Twin Star Exorcists
by James Beckett,
How would you rate episode 7 of
Twin Star Exorcists ?
Pound for pound, this week provided the most compelling episode of Twin Star Exorcists we've gotten in weeks. If it weren't for the fact that the action was essentially non-existent, I'd say this was the show's best episode so far. As it stands, even if the show has yet to marry its comedy and action as satisfyingly as it did in those first two episodes, I feel hard pressed to complain when everything else works as well as it did here.
The show has been treating Benio and Rokuro's fated relationship as window-dressing the past few weeks, so I was really happy to see that this week was putting that plot thread front and center, though I was a bit nervous too. One of the interesting things about TSE is that its core premise is inherently tricky to pull off. The fate of all mankind rests not only on Benio and Rokuro's arranged marriage, but also their arranged baby-making. Given that these are two middle-schoolers who don't have a lot of agency in the matter, the whole arrangement has a lot of potential to be kind of creepy. The last four episodes have spent a lot of time developing side characters and fleshing out the world of the Exorcists, so when I realized this week's episode was all about Benio and Rokuro moving in together, I wondered if the show could sell its main gimmick without crossing the Rubicon of Cringe.

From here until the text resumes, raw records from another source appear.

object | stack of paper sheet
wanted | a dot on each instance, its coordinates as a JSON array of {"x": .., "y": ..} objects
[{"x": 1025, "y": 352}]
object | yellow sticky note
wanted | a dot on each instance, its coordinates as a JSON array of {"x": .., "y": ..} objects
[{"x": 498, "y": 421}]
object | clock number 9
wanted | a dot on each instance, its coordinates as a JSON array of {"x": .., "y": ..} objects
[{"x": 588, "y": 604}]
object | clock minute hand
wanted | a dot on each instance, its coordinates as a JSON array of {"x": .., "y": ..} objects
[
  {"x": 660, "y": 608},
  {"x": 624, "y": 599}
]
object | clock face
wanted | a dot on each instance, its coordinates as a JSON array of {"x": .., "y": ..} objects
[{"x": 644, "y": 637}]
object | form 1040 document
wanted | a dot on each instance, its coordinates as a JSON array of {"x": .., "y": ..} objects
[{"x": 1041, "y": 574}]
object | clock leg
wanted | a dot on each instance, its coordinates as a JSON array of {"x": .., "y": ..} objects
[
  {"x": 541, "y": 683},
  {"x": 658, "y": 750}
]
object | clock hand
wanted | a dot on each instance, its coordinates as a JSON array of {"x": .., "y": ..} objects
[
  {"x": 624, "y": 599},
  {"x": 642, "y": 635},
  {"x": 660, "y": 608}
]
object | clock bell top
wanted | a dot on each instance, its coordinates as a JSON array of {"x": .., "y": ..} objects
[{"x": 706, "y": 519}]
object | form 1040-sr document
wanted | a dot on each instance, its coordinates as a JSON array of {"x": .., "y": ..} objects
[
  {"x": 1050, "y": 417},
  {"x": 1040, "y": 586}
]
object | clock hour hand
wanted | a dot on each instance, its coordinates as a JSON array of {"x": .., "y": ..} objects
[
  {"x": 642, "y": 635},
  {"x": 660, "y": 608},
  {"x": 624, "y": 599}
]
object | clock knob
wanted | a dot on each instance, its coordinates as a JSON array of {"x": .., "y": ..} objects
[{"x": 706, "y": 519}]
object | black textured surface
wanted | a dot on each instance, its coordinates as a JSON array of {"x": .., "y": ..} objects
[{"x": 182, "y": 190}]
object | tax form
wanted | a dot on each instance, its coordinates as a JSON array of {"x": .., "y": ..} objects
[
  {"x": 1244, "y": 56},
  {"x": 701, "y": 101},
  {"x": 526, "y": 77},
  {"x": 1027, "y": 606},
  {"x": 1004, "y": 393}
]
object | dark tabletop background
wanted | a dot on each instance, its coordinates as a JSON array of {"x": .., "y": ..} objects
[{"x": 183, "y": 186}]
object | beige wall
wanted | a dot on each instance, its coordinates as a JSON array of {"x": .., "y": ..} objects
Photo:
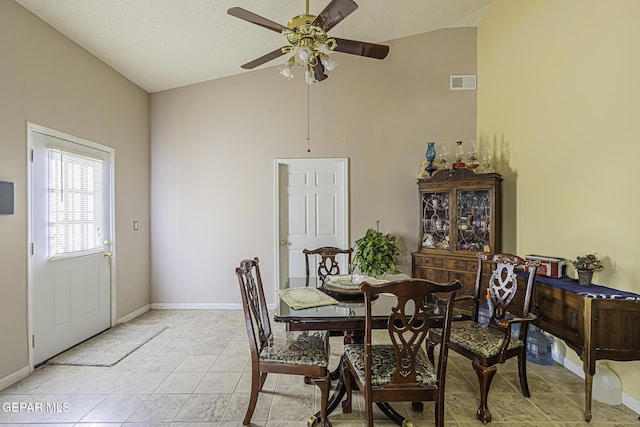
[
  {"x": 214, "y": 145},
  {"x": 48, "y": 80},
  {"x": 558, "y": 101}
]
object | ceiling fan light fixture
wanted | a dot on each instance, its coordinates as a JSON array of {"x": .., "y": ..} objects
[
  {"x": 287, "y": 71},
  {"x": 309, "y": 77},
  {"x": 303, "y": 54},
  {"x": 328, "y": 63}
]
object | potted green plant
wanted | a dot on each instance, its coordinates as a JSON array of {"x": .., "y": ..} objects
[
  {"x": 586, "y": 265},
  {"x": 376, "y": 253}
]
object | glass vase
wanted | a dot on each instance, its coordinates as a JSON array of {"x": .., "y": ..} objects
[
  {"x": 585, "y": 277},
  {"x": 431, "y": 156}
]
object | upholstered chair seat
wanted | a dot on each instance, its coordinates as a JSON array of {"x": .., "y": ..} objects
[
  {"x": 383, "y": 365},
  {"x": 479, "y": 339},
  {"x": 298, "y": 348}
]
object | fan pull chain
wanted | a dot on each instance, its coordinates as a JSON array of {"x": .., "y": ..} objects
[{"x": 308, "y": 122}]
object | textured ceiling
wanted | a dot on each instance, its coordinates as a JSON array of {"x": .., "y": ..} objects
[{"x": 164, "y": 44}]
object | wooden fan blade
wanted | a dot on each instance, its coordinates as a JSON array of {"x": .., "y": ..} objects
[
  {"x": 318, "y": 72},
  {"x": 354, "y": 47},
  {"x": 245, "y": 15},
  {"x": 263, "y": 59},
  {"x": 335, "y": 12}
]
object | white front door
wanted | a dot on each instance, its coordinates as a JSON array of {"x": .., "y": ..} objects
[
  {"x": 312, "y": 210},
  {"x": 70, "y": 263}
]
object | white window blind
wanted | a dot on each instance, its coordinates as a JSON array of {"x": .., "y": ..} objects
[{"x": 75, "y": 203}]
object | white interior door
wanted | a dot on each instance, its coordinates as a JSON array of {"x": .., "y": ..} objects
[
  {"x": 70, "y": 265},
  {"x": 312, "y": 210}
]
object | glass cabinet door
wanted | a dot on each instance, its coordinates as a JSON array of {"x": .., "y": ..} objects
[
  {"x": 474, "y": 220},
  {"x": 436, "y": 220}
]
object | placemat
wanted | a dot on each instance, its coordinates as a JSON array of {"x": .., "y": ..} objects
[{"x": 307, "y": 297}]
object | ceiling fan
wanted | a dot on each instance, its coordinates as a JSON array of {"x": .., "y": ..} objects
[{"x": 309, "y": 42}]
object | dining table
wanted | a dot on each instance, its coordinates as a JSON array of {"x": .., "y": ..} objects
[{"x": 344, "y": 317}]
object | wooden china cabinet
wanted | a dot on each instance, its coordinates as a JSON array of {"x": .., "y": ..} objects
[{"x": 460, "y": 215}]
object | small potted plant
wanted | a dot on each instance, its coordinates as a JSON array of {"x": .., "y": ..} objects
[
  {"x": 586, "y": 265},
  {"x": 376, "y": 253}
]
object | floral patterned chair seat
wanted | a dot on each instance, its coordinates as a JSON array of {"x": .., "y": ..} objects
[
  {"x": 383, "y": 365},
  {"x": 479, "y": 339},
  {"x": 298, "y": 348}
]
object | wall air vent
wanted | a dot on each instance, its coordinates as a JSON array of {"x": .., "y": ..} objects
[{"x": 462, "y": 82}]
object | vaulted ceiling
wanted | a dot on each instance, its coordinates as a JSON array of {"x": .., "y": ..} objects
[{"x": 164, "y": 44}]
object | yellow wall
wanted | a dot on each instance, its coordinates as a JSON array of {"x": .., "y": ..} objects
[{"x": 558, "y": 102}]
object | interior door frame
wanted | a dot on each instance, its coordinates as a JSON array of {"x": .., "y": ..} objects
[
  {"x": 32, "y": 127},
  {"x": 278, "y": 163}
]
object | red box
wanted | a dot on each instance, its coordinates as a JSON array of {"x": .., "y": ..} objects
[{"x": 549, "y": 266}]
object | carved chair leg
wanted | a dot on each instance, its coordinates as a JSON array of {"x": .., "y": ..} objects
[
  {"x": 324, "y": 383},
  {"x": 263, "y": 379},
  {"x": 430, "y": 353},
  {"x": 256, "y": 385},
  {"x": 348, "y": 386},
  {"x": 522, "y": 372},
  {"x": 485, "y": 375}
]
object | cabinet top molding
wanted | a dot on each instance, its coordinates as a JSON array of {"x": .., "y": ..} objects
[{"x": 457, "y": 173}]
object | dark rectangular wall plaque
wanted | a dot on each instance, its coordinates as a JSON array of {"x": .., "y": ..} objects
[{"x": 6, "y": 198}]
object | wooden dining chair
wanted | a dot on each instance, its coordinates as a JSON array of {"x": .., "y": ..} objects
[
  {"x": 328, "y": 264},
  {"x": 400, "y": 371},
  {"x": 487, "y": 346},
  {"x": 303, "y": 353}
]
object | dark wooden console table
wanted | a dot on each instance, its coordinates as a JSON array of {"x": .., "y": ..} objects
[{"x": 595, "y": 321}]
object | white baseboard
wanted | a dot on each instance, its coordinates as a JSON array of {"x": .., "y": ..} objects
[
  {"x": 194, "y": 306},
  {"x": 14, "y": 377},
  {"x": 134, "y": 314},
  {"x": 627, "y": 400}
]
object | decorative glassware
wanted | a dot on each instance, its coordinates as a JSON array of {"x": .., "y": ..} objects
[
  {"x": 473, "y": 157},
  {"x": 487, "y": 159},
  {"x": 459, "y": 156},
  {"x": 443, "y": 156},
  {"x": 431, "y": 156}
]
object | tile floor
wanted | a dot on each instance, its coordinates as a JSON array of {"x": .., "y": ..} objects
[{"x": 196, "y": 374}]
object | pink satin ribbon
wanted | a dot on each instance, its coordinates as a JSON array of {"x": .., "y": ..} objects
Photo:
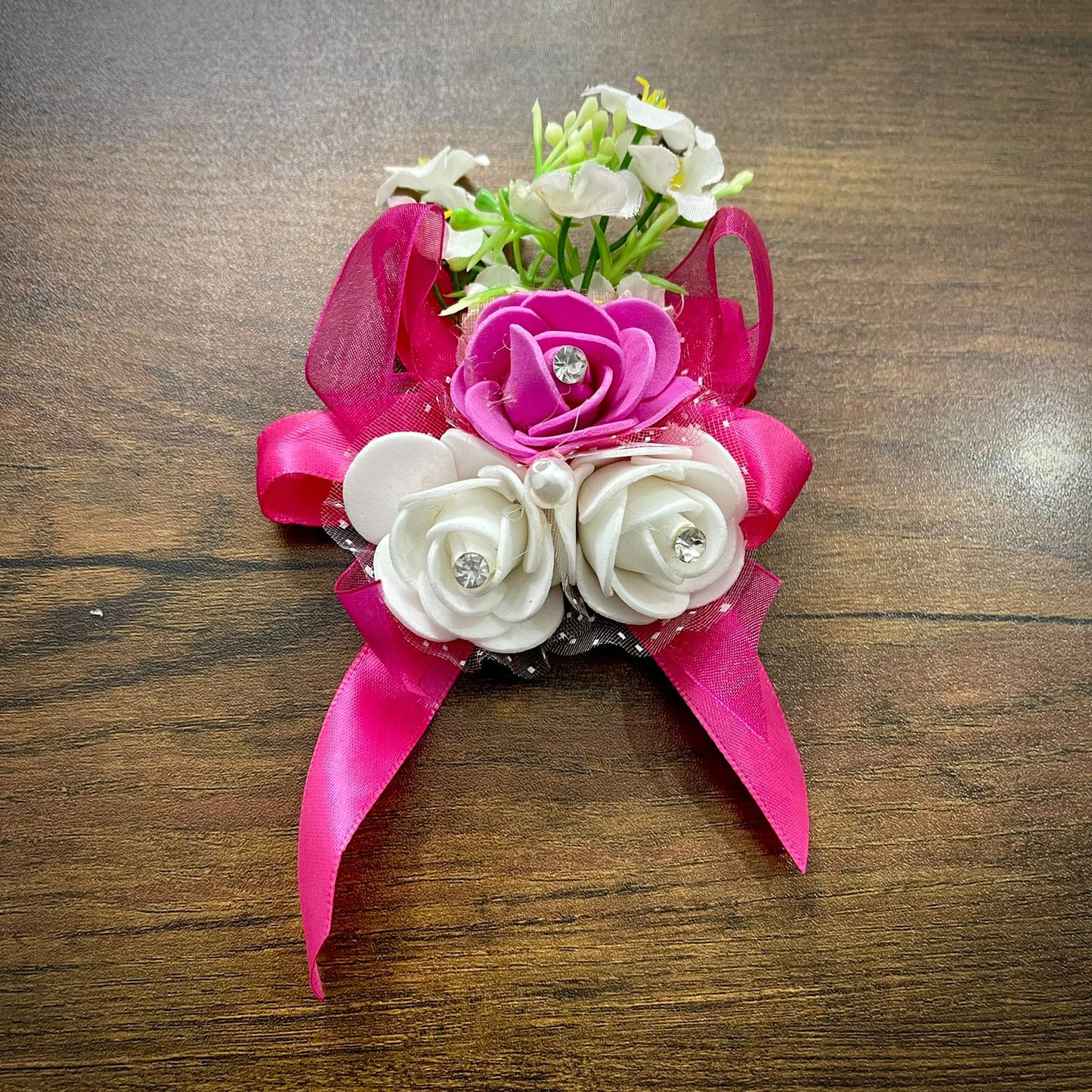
[{"x": 382, "y": 305}]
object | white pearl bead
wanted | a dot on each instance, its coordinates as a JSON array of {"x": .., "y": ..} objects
[{"x": 551, "y": 483}]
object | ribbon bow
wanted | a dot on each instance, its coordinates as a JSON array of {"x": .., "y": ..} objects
[{"x": 382, "y": 309}]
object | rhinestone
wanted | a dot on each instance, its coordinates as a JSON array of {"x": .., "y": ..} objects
[
  {"x": 571, "y": 363},
  {"x": 472, "y": 571},
  {"x": 689, "y": 544}
]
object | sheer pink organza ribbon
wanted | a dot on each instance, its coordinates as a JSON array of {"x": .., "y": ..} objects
[{"x": 382, "y": 309}]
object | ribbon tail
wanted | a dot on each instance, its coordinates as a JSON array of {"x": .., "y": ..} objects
[
  {"x": 299, "y": 458},
  {"x": 373, "y": 723},
  {"x": 719, "y": 675}
]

All things considered, I have to applaud TSE for keeping things tasteful and charming, instead of being off-putting. It helps that Tsuchimikado's transparent manipulation of our protagonists' living situation is played almost entirely for laughs; everyone knows how weird the whole set-up is, so playing up that absurdity makes it clear to the audience that the show is in on the joke. It also makes the inevitable romantic tension that builds between Benio and Rokuro feel more genuine. As our intrepid heroes navigate Tsuchimikado's weird methods of playing Cupid, the show lampshades some of its more predictable beats, and the pair even get a couple of small moments that make their chemistry feel earned instead of forced. When Benio and Rokuro are getting flustered over the pitter-patter of attraction building up between them, it actually feels like a couple of kids experiencing romance for the first time. Rokuro and Benio navigating obstacle courses and Tsuchimikado's bad puns was genuinely kind of cute. By the end of the episode, the two were actually bonding, sharing details of their lives over friendly teasing. I'd be lying if I said I didn't let out a couple of audible "d'aws" when everything was said and done.
Outside of the rom-com shenanigans, the show also brought its Almost-A-game to its other moving parts. Tsuchimikado is probably the most consistently entertaining character on TSE, and his Hawaiian-shirted tomfoolery was very much welcome this week. As far as I'm concerned, the quality of any given episode is directly proportionate to the amount of screen time Tsuchimikado gets. Even Kinako got some worthwhile bits, which is something I never thought I'd say. His back-and-forth with Tsuchimikado provided the ideal amount of screen time for this little mascot. Call me an easy mark, but his Exorcist-style "Sugar Splitter" attack actually had me laughing out loud.
My biggest complaint about the last couple of episodes was also addressed, and the excessive flash-backing was pared down to a minimum this week. What's more, the flashbacks we did get actually concerned events we hadn't already seen a few minutes before. They weren't completely seamless, but they weren't as obnoxious as they have been, which is an unequivocal improvement.
Speaking of the flashbacks, their framing combined with Benio's suspiciously ambiguous knowledge of her own brother's death all but cements his inevitable return to the fray. I'm not familiar with the source material, but I'd be shocked if Benio's twin brother didn't have some kind of twisty involvement with the Kegare threat. When someone's death comes by way of hearsay, and they have a face obscured by a standout hairstyle, you just know that person is prime Surprise Villain material.
Twin Star Exoricists is still by no means a perfect show. At this point, it's too inconsistent and mired in cliches to be anything more than enjoyable fluff, the anime equivalent of a fast-food drive thru. A lot of our secondary characters are still barely developed, and at this point I'm almost convinced that the other Exorcists' uselessness might be some kind of weird inside joke. Still, this week was as fun and entertaining as the show was in its first two episodes. For the first time in a good while, I don't feel like I have to apologize for liking Twin Star Exorcists, and I'm absolutely okay with that.
Twin Star Exorcists is currently streaming on Crunchyroll.